More importantly, we found that the broad individual differences in offensive aggression in our wild-type animals are associated with pronounced functional, but not structural, differences in 5-HT_1A and 5-HT_1B properties: compared to low-aggressive animals, high-aggressive animals are characterized by enhanced somatodendritic 5-HT_1A and terminal 5-HT_1B autoreceptor activity (de Boer et al., 2001 ; van der Vegt et al., 2001 ; Caramaschi et al., 2007 ). Furthermore to signify the causality of this correlation, 5-HT1A autoreceptor sensitivity increased or decreased upon enhancing (by repeated victory experiences) or attenuating (by repeated defeat experiences) aggressiveness, respectively.

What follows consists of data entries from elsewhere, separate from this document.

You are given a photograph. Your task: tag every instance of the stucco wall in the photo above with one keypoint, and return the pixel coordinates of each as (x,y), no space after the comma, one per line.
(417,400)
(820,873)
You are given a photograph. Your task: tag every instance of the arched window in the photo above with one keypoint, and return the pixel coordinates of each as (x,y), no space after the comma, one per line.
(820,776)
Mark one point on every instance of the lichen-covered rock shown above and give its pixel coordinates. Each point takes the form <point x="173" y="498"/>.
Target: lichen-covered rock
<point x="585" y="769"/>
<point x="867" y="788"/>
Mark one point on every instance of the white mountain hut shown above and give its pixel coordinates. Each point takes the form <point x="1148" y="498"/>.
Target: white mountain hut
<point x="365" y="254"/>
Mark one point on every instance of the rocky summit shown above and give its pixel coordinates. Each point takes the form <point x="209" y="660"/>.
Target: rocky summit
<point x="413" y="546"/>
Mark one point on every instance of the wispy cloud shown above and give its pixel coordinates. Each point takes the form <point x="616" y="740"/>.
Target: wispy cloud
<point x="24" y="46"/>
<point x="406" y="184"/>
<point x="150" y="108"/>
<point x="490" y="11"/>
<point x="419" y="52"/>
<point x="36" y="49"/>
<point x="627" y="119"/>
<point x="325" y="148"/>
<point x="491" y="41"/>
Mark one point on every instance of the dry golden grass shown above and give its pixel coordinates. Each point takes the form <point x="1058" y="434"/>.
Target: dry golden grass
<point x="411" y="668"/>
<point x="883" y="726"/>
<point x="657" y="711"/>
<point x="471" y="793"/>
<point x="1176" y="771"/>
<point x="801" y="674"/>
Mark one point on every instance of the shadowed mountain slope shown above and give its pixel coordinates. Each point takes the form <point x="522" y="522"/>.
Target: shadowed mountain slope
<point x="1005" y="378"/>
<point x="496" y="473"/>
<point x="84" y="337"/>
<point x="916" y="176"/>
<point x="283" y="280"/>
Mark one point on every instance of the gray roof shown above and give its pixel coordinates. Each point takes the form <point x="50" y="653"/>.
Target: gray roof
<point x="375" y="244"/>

Currently, we scrutinize the various cellular and molecular mechanisms (i.e., receptor internalization, G_i/G_o-effector protein coupling, GIRK-channel activation/expression, TREK-1 potassium channel activation/expression) that importantly regulate this inhibitory autoreceptor function to ascertain the main cause of the detected 5-HT_1A autoreceptor supersensitivity.

Our results support the need to delineate aggression as a highly functional form of social communication from violence. Display of normal adaptive aggressive behavior aimed at territorial control, social dominance and coherence is positively related to 5-HT neuronal (re)activity, whereas an inverse relationship develops between tonic, trait-like 5-HT activity and pathological forms of aggression. Based on our findings we hypothesize that the enhanced inhibitory autoreceptor function is a normal compensatory adaptive response to the more reactive state of the brain 5-HT system in high-aggressive animals. However, an excessive activation or perhaps overshooting of this normal autoreceptor brake function may be a causative link in the cascade of neurochemical events leading to the 5-HT hypofunction characterizing violence as the pathological form of aggression.

The authors declare that the research was conducted in the absence of any commercial or financial relationships that could be construed as a potential conflict of interest.